Medical technology company Radiopharm Theranostics says new data released by Imperial College London from a phase 2 trial it conducted on the company’s F-18 Pivalate radiotracer adds weight to its belief the product can be used to monitor brain cancer – a potentially huge market because up to 40 per cent of cancer patients develop metastatic cancer in the brain.
Medical technology company Radiopharm Theranostics says new data released by Imperial College London adds weight to the company’s belief its F-18 Pivalate tracer can be used to monitor brain cancer.
The data complements initial results Imperial College released in October from a phase 2 trial it conducted on the efficiency of the tracer.
F18-Pivalate is a novel radiotracer combining a molecule and radioisotope for the detection, characterisation and monitoring of brain metastases and glioblastoma – an aggressive form of brain cancer.
It targets fatty acid synthetase, selectively overexpressed by tumours, however not by normal brain cells.
Approximately 20 to 40 per cent of cancer patients will develop metastatic
cancer in the brain during their illness.
Radiopharm believes Pivalate demonstrates superior imaging performance to the current clinical standard in positron imaging tomography, or “PET” imaging of prostate and brain cancers. The company says for breast cancers, it offers equal performance to products currently used.
Radiopharm says available technologies have limitations that Pivalate’s potentially transformational approach attempts to overcome.
The initial data from the trial indicated Pivalate can detect and monitor cerebral metastases regardless of the primary cancer’s origin.
It demonstrated that Radiopharm’s treatment could detect cerebral metastases that had metastasised from multiple other cancers including breast, lung and colorectal cancers.
The newly released data was accompanied by high-contrast images taken at 60 minutes after radiotracer injection – images that Radiopharm says support the assertion of high image contrast in patients, regardless of the origin of their primary cancer.

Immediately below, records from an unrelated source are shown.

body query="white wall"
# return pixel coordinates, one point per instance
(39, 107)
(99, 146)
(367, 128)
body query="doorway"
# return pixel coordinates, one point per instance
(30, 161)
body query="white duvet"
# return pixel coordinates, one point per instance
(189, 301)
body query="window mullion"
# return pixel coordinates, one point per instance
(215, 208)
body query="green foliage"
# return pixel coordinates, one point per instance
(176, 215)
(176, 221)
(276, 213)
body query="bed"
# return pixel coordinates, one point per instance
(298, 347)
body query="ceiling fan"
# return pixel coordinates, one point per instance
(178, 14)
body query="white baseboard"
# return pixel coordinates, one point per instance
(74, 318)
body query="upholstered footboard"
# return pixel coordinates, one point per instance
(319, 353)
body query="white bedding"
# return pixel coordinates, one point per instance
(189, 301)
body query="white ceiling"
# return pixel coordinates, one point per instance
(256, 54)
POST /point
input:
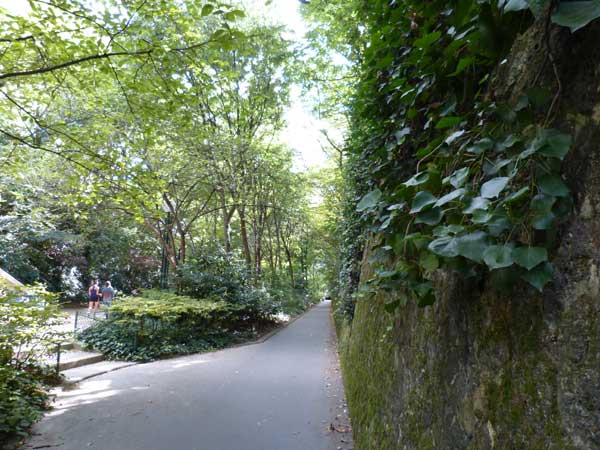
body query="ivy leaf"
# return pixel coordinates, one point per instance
(428, 261)
(207, 9)
(450, 196)
(498, 256)
(539, 276)
(458, 177)
(401, 134)
(445, 230)
(472, 245)
(477, 203)
(481, 216)
(492, 188)
(448, 122)
(553, 185)
(529, 257)
(445, 246)
(425, 41)
(422, 200)
(498, 225)
(518, 195)
(462, 65)
(431, 217)
(514, 5)
(386, 223)
(481, 146)
(396, 206)
(369, 201)
(454, 136)
(416, 180)
(576, 14)
(492, 168)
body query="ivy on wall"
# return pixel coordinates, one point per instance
(449, 176)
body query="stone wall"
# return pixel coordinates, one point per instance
(488, 370)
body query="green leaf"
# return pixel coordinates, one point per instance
(481, 146)
(557, 144)
(450, 196)
(426, 41)
(462, 65)
(448, 122)
(498, 225)
(369, 201)
(428, 261)
(422, 200)
(481, 216)
(445, 246)
(207, 9)
(416, 180)
(516, 196)
(445, 230)
(492, 188)
(234, 15)
(477, 203)
(576, 14)
(539, 276)
(498, 256)
(553, 185)
(431, 217)
(458, 177)
(400, 135)
(493, 167)
(472, 245)
(529, 257)
(515, 5)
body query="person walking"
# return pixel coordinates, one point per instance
(108, 294)
(94, 297)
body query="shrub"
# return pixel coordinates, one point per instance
(26, 336)
(23, 399)
(211, 273)
(159, 324)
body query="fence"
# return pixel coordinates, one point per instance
(84, 320)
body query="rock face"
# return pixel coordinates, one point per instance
(487, 370)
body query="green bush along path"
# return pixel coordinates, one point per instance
(284, 393)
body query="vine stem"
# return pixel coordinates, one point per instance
(556, 98)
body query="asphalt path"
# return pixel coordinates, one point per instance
(282, 394)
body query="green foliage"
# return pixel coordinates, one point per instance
(23, 399)
(448, 176)
(568, 13)
(26, 336)
(27, 317)
(158, 324)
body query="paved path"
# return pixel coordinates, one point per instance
(283, 394)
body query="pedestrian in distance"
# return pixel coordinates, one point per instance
(108, 294)
(94, 297)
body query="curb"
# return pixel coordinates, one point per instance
(260, 340)
(70, 383)
(271, 333)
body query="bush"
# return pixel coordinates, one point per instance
(26, 336)
(161, 324)
(214, 274)
(23, 399)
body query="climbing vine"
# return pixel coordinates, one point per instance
(448, 176)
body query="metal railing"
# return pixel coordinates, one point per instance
(84, 320)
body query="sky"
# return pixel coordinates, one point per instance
(303, 132)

Radiopharm Theranostics CEO and Managing Director, Riccardo Canevari, said: “The new data released shows the additional benefit of PET scan with F-18 Pivalate in detecting the metabolic activity in the brain metastases.”
Canevari added the quality image was a promising indication the tracer can be used to monitor brain metastases –“yet another positive step for the potential of this technology for Radiopharm.”
The Imperial College trial results were presented at the end of last month at a cancer conference in Barcelona, Spain.
Radiopharm has previously stated its next steps on the pathway to commercialising Pivalate include a meeting with the American Food and Drug Administration to determine a regulatory pathway to accelerate its product for use in imaging.
The prize for success is potentially huge. Radiopharm has previously estimated the market for imaging brain metastases is in the region of US$1.25 billion.